Interpolation sounds simple: take shape A, take shape B, and slide between them.
In practice, almost everything depends on the space in which the interpolation happens. If that space does not respect correspondence, topology, or semantic structure, the path between the endpoints may be smooth numerically while looking implausible geometrically.
The Core Question
When we say “interpolate between two shapes”, we are really asking for a trajectory
[ S(t), \quad t \in [0,1] ]
such that (S(0) = S_A) and (S(1) = S_B), while intermediate states remain meaningful.
The word meaningful hides most of the difficulty.
Vertex space
Fast and direct, but only valid when vertices already represent the same semantic locations.
Spectral space
More geometry-aware, often smoother, but basis alignment and truncation become central issues.
Learned latent space
Can model nonlinear structure, but interpolation quality depends on what the representation has actually learned.
Why Linear Blending Works Sometimes
Suppose two meshes share the same connectivity and aligned vertices:
[ V(t) = (1-t)V_A + tV_B. ]
This works surprisingly well when the deformation is small and the correspondence is reliable.
It fails for at least three reasons:
- Corresponding vertices may not represent the same semantic point.
- Euclidean averages do not preserve rigid motion well.
- Large deformations can create shrinking, ghosting, or implausible transitions.
flowchart LR
A[Shape A] --> C[Common representation]
B[Shape B] --> C
C --> D[Interpolation path]
D --> E[Decoded intermediate shapes]
E --> F[Geometric validity check]
The important point is that the representation sits in the middle of the pipeline. If the common representation is poor, interpolation will be poor no matter how elegant the blending rule looks.
Interpolation Is Mostly About Correspondence
A clean mental model is:
- correspondence tells you what should be blended
- representation tells you how blending is performed
- regularization tells you which intermediate shapes are acceptable
Without correspondence, interpolation is often just averaging unrelated coordinates.
Technical note
For articulated objects, correspondence quality often matters more than model complexity. A simple interpolant with strong alignment can outperform a sophisticated latent model trained on weakly aligned data.
Spectral Thinking
Another route is to project shapes onto a basis, often Laplace-Beltrami eigenfunctions:
[ \alpha_i = \langle f, \phi_i \rangle. ]
Now interpolation happens in coefficient space rather than directly on vertices.
This brings two benefits:
- Low frequencies encode coarse structure and give smooth transitions.
- The basis reveals how much of the interpolation is geometry-driven versus noise-driven.
But it also introduces new fragilities:
- truncated bases may oversmooth local details
- sign or ordering inconsistencies in eigenfunctions can break alignment
- different shapes may not share a stable basis without additional synchronization
A Practical Recipe
When I want interpolation that is visually convincing and analytically understandable, I usually ask the following questions in order:
- Do I trust the correspondence?
- Is the deformation mostly rigid, mostly elastic, or highly topological?
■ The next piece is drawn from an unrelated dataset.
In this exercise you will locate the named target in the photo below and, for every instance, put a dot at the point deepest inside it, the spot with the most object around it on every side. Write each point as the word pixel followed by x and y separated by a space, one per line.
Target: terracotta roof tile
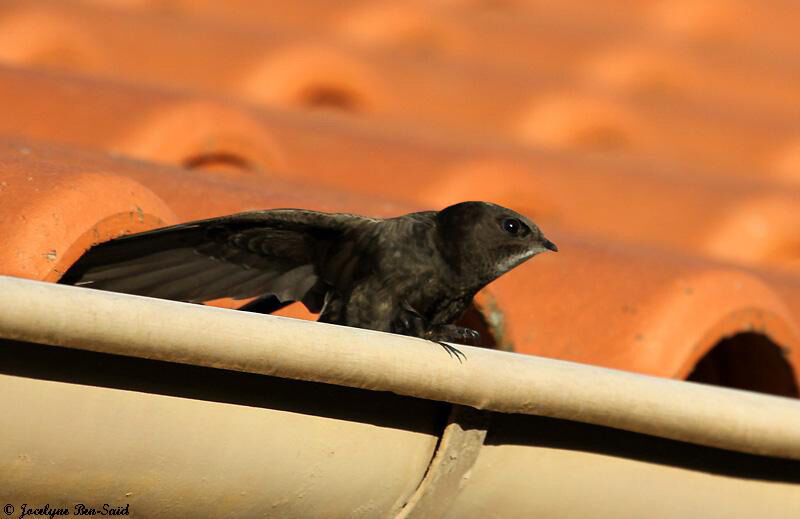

- Do I care more about local detail or about a smooth global path?
- Do I need interpretable controls, or just plausible synthesis?
Those questions usually determine the representation before they determine the model.
Minimal Implementation Sketch
def interpolate_shapes(shape_a, shape_b, t, representation):
rep_a = representation.encode(shape_a)
rep_b = representation.encode(shape_b)
rep_t = (1.0 - t) * rep_a + t * rep_b
shape_t = representation.decode(rep_t)
return shape_t
This code is deliberately boring. The real work is hidden in encode and decode.
What I Watch For In Practice
Good sign
Intermediate shapes preserve semantic parts and move along an interpretable path.
Warning sign
Intermediate states collapse volume, drift semantically, or introduce local artifacts that were absent at both endpoints.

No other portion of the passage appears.